For about two centuries, Lovettsville was a largely self-sufficient, rural community, one in which people worked in the vicinity of where they lived. Lovettsville was a working town with a vibrant commercial center serving farms in the surrounding area. Almost every building in the historic part of the town had a commercial purpose at one point or another.
Culturally and socially, Lovettsville was much more closely associated with Frederick County, Maryland, than with the rest of Loudoun County. Among the long-time residents, that still remains true today. This feature arose from the fact that the 18th century settlers came from the north – from Pennsylvania and Maryland – rather than from the south and east (Tidewater Virginia) as is the case for the rest of Loudoun County. The early settlers were mostly German-Americans, whose families had come from Pennsylvania (and New York), through Western Maryland; some continued on into the Shenandoah Valley, starting in about 1731, but many saw no reason to go any farther.
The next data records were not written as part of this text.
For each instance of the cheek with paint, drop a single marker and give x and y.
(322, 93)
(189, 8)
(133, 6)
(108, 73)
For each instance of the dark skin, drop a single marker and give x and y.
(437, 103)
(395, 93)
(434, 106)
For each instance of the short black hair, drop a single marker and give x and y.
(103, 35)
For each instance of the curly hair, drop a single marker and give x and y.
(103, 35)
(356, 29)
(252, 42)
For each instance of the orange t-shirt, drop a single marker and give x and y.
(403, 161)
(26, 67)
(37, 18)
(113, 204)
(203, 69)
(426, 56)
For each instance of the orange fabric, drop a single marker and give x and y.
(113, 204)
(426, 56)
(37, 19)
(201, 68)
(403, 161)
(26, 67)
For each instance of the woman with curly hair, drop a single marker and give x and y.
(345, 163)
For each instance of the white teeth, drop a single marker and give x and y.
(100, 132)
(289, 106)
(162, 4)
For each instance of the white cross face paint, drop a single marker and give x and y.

These German-Americans were fiercely patriotic in the Revolutionary War, and also later during the Civil War. The Lovettsville area voted overwhelming against secession (88 percent opposed) in 1861, and, along with Waterford (a Quaker community), raised the only organized military unit from the present state of Virginia which fought for the United States of America–the Independent Loudoun Virginia Rangers.
Even before the Town was laid out in 1820, there were one or two general stores here: Thrasher’s Store and Douglas & Fulton’s Store, probably on the north side of what is now E. Broad Way. A building “boom” was triggered by the completion of the B&O Railroad and the C&O Canal, to Berlin (Brunswick) in 1832, which allowed farmers to ship grains and other crops to Georgetown and Alexandria, and enabled merchants to obtain goods from Baltimore and later other cities. By 1835, there were four stores, two boot and shoe factories, a cabinet maker, a tailor, a saddler, milliner, and a tavern.
The African American Methodist Episcopal Church, school, and cemetery was founded in 1869 by five former slaves, who moved here from Orange County, Virginia because the Lovettsville area had a tradition of anti-slavery. The structure is located at the intersection of N. Berlin Pike and W. Broad Way.
In 1880, when the Town’s population was 92, the Town contained two general stores, a millinery store, a jewelry shop, a clothing store, a furniture store, and two blacksmith shops.
By the 1888-91 period, there were operating in Lovettsville: one baker, three blacksmith/wheelwrights, one coach/wagon maker, one dry goods merchant, one florist, one furniture dealer, three general merchants, one livery stable, one millinery store, two mills, one saddle/harness maker, one physician, two dentists, and one undertaker.
Around the turn of the century, in addition to those business establishments listed above, there were a total of four stores, three blacksmith shops, plus two fertilizer houses, a wheelwright’s shop, an undertaking parlor, two tombstone shops, a harness shop, a livery stable, and Reamer’s hotel, (plus a jail, five churches, and two schools).
In the 1930s, there were five general stores in Lovettsville, which among them sold groceries, meat, farm supplies, including feed and seed, and gasoline and kerosene. There were also a number of livestock dealers in town. Other businesses were a meat store and butcher shop, at least two creameries, a couple of barber shops, and a blacksmith shop. There were three auto dealers in Town, representing the once “Big Three” — selling Ford, Chrysler, and Chevrolet products.